One of the best benefits of getting older is the joy of having “old friends”. I often smile when I hear an earnest 19-year-old give a wedding toast to her friend whom she’s known “almost her whole life” – meaning the last 5 years. That’s a good and precious gift. But friendship, like a good marriage and fine wine, need the years to bring out the richest flavors. I met with an old friend this week; someone who has been in my life for the past 20 years. He’s an older brother to me, a man whom I respect greatly and have benefited from tremendously. He knows my ugliest warts and worst failures and still happily cares for and encourages me. He knows the Bible better than I do and has a gift for speaking the right word in the right moment.

             “A word fitly spoken is like apples of gold in a setting of silver.” (Prov 25:11)

 What a treasure the Lord has given to us in the smiling faces and concerned questions of old friends!

The reality is that the richness of our life is not measured by our income or good deeds – but by our relationships. Adam had everything he could desire in the Garden of Eden, and he lived in perfect obedience. But God said “not good” because Adam was not in relationship.  In some mysterious way, Adam could not enter into the full joy and glory of his imago Dei humanity without human relationship.
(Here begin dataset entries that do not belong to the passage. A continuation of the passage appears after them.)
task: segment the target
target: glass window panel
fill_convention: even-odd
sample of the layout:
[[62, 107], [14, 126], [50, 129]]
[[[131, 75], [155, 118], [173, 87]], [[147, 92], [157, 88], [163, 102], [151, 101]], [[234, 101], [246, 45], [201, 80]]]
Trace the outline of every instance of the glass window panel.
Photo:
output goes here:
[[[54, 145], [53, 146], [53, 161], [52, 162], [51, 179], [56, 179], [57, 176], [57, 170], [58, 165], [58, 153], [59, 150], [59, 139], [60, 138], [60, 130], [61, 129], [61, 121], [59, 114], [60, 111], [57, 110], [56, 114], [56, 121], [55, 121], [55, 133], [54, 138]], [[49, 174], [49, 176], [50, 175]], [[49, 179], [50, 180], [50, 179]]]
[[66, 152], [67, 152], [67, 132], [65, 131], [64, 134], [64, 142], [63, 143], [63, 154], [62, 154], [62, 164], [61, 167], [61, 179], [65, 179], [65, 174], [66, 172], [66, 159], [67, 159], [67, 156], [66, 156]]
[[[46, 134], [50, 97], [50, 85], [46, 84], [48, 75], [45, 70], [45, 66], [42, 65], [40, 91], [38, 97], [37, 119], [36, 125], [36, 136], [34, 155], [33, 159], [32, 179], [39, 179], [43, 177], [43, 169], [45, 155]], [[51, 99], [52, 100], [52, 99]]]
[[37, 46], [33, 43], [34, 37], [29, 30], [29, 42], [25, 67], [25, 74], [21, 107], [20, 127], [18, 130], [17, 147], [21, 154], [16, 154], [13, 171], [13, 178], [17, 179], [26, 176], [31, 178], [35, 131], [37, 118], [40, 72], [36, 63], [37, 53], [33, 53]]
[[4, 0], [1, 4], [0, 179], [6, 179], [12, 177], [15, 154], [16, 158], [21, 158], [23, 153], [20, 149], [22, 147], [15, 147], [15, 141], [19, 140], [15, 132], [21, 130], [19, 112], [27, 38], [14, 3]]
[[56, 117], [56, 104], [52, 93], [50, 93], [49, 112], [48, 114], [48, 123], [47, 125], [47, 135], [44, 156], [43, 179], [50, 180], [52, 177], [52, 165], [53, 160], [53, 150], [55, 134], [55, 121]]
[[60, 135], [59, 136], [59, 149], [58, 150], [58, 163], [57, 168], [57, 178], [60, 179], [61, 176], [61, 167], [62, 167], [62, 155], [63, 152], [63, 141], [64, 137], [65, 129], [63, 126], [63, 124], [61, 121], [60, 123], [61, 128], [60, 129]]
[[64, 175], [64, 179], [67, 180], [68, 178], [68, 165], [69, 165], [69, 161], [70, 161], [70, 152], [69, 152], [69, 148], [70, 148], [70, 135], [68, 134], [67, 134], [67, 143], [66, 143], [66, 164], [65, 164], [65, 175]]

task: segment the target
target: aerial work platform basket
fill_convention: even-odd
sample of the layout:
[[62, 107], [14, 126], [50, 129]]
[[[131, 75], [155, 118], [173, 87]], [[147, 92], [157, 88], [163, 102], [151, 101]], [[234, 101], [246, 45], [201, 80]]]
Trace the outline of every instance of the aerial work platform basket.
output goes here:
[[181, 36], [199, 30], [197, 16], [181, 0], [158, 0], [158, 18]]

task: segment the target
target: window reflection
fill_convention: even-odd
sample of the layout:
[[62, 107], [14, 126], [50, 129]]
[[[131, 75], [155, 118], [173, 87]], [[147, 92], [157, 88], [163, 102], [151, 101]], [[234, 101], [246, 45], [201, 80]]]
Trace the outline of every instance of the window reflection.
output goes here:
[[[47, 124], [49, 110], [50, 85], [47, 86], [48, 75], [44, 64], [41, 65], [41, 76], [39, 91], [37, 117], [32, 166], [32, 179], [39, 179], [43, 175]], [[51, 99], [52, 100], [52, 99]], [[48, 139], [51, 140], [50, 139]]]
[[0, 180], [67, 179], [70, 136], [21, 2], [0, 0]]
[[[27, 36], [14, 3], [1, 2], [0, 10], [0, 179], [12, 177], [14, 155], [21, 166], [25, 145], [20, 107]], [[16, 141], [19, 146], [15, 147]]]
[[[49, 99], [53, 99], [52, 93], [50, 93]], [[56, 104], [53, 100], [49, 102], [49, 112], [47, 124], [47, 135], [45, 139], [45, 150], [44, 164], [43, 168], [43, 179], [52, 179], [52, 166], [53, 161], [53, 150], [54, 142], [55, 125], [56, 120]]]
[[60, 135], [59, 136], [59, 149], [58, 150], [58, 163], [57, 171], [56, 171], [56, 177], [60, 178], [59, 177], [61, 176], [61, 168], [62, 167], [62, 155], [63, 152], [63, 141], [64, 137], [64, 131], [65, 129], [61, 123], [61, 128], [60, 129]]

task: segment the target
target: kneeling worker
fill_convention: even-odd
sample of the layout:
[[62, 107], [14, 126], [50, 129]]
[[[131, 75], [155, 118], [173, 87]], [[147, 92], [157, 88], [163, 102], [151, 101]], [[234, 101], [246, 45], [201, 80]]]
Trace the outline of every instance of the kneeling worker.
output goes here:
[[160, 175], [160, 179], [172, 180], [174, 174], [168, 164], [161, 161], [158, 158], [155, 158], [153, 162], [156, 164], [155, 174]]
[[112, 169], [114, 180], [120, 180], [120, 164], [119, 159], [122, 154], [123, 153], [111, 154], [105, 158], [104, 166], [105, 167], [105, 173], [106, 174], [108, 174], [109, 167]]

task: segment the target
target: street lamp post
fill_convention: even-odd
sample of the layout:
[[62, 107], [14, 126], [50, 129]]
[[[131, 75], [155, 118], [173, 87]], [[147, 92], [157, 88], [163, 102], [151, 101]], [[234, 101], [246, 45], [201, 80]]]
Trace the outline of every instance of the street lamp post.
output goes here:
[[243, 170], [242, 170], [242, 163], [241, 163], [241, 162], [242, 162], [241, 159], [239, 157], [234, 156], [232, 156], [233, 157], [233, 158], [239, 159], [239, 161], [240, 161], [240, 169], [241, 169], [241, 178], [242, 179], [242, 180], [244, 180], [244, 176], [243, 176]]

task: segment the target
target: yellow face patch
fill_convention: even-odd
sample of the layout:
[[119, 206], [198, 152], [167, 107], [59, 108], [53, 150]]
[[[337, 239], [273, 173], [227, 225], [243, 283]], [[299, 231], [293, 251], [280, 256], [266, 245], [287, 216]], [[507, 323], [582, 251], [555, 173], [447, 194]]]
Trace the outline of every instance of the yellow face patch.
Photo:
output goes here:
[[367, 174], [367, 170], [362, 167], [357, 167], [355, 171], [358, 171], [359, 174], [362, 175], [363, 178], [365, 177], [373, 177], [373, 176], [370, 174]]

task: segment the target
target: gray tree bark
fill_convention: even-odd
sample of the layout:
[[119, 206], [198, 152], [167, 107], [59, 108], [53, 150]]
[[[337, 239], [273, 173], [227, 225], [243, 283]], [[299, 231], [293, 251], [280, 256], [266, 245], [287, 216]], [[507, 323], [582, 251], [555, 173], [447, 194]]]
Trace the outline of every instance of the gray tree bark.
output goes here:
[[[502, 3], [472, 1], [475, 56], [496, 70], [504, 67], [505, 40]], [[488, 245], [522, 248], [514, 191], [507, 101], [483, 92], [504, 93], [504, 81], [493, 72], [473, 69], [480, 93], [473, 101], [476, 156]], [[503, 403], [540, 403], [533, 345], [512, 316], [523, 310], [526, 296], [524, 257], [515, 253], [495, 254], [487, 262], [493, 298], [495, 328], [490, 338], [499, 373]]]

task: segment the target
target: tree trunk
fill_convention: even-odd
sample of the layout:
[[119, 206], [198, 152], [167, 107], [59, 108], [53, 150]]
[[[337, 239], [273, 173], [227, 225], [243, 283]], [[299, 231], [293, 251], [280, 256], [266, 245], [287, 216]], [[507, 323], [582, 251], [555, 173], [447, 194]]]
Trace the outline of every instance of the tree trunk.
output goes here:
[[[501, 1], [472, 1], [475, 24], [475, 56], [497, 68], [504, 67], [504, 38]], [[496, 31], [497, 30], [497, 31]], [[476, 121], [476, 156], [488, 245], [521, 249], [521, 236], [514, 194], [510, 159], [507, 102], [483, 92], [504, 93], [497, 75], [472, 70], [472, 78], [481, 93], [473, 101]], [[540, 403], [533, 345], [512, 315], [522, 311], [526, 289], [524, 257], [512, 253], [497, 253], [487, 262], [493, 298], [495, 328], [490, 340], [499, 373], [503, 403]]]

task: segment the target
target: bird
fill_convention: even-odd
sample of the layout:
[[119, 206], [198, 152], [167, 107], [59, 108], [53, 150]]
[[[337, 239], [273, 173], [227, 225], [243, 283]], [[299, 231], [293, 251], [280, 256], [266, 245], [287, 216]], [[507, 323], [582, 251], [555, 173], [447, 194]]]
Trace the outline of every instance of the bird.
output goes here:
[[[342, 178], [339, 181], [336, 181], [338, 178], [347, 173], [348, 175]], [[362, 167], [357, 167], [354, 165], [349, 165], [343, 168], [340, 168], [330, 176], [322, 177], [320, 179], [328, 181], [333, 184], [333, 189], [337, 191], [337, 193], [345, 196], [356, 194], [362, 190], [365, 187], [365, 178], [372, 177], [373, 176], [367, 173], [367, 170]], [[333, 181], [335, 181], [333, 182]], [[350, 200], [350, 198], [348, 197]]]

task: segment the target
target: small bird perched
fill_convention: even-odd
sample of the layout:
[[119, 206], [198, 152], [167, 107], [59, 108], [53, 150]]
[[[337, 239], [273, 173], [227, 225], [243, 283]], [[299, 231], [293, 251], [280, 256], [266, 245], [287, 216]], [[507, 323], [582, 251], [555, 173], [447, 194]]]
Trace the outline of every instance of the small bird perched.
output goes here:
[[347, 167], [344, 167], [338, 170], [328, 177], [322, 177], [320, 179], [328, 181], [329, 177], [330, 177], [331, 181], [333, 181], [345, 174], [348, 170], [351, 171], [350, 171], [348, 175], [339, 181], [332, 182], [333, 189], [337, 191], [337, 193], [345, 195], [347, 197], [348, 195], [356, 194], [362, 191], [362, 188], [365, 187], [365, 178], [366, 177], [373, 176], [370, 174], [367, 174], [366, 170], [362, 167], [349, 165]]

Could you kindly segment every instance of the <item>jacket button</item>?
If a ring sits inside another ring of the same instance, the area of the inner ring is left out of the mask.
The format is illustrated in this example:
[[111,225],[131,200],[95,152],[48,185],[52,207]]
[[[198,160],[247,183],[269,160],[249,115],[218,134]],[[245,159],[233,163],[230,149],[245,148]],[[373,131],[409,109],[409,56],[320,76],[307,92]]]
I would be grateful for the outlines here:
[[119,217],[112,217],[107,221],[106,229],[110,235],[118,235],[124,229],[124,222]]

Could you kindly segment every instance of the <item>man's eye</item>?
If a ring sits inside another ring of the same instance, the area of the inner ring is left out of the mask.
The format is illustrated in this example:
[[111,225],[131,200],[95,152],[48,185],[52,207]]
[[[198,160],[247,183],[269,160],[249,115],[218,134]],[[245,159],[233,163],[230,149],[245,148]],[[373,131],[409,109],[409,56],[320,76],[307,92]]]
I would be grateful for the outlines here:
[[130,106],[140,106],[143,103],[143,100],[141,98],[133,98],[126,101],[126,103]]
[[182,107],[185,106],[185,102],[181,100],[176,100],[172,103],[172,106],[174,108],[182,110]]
One of the things I’ve noticed is that women tend to be much better at developing deep friendships than men are. Many men, though very successful in their business life, are impoverished when it comes to deep, lasting friendships. This might be a uniquely American, “John Wayne” thing where masculinity is defined in terms of rugged individualism and stoic strength. Whatever the cause, we rob ourselves of so much joy when we fail to take the time for deep friendship.

There are two books I would highly recommend:

            The Company We Keep by Jonathan Holms (forward by Ed Welch)

            “True Friendship” by Vaughn Roberts 

Let me encourage you to focus this summer on friendship: making new friends, deepening your relationships with old friends. Let’s be rich in this precious gift of God.         

I’ll leave you with a song by Bill Gaither in celebration of “old friends” that goes like this.

Old friends, after all of these years just old friends,
through laughter and tears
old friends, what a find what a priceless treasure
old friends, like a rare piece of gold,
my old friends, make it great to grow old,
old friends, with all I will hold to old friends.


In His Service,

Pastor Dale Van Dyke

1 Comment

Thanks for another reminder of blessings we often take for granted. Just this morning a dear friend stopped in and we reminisced for a couple hours. What a blessing to be reminded how God blesses us.